SATA operates a tourism visitor centre next door to Foodland supermarket in Bay Bulls. Staff help tourists find accommodations and places to eat, as well as direct them to boat tours, dinner theatres, the Colony of Avalon, Mistaken Point Ecological Reserve and other attractions.
"That's our business," said Luby. "We help other businesses around here. Not only the primary businesses, such as the B&Bs, but the secondary and tertiary businesses."
Luby said SATA is able to run the centre thanks to help from Foodland and other sources. "We get a bit of money from the provincial government, our membership fees and the Canada Student Jobs program, which allows us to hire four students and a manager," he explained.
The group also sells advertising on a map of the region that it distributes to tourist establishments, the airport and other locations.
But, said Luby, "prices go up, things get tougher."
This past year, the province reduced the group's funding by $2,000 to $8,000.
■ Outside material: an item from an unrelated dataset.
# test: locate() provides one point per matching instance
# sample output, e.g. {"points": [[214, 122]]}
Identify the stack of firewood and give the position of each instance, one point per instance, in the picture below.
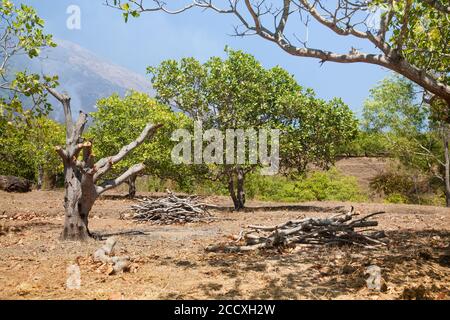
{"points": [[339, 229], [171, 209]]}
"Our financial report doesn't look as comfortable as I'd like it to at the close of the year," Luby allowed. "Usually we wind up with about $4,000 tucked away in the bank to begin our operation next year, which is mid-May."
Net sales from the map and membership fees were about $9,000, Luby said. Other revenues, from Service Canada, come to about $16,000. Total payroll expenses were $24,000. "Though that sounds scary, most of that is taken care of by the Canada Student Jobs Program," he pointed out. Marketing and administration expenses, for printing and supplies, uniforms and other charges, came to about $5,000.
"Our net income is going to sound worse than it actually is," Luby cautioned. "It is minus $3,609."
But SATA will soon get its final payment from Service Canada for the student jobs and there is also a savings account with $4,000 in it, he noted.
Despite the challenges, Luby said, the service provided by SATA is vital to the growth of tourism in the region.
"By mid-June (next year) by our count, we will have 250,000 people who will have been helped by our little information centre," Luby said. "And very few of those are going back to St. John's. They are coming this way looking for anything from when is the next boat tour to where is the place for real good cod fish, to where is the East Coast Trail."
Luby said it isn't uncommon to see someone from a convention in St. John’s show up in sandals looking for directions to the trail.
Because the centre’s service is so important, Luby said, the group may soon ask the province for special funding to keep going. "Because we are making a serious positive dent in the local economy," he argued. "We have 311 kilometres of Irish Loop. There is just as much good stuff on the other side - Salmonier Nature Park, the Wilds golf course, other places to eat and see, the Claddagh Inn with excellent, excellent food... We have lots of growth here. Yes our financials don't seem as bright as they have in the past, but we still have enough funding to open next year."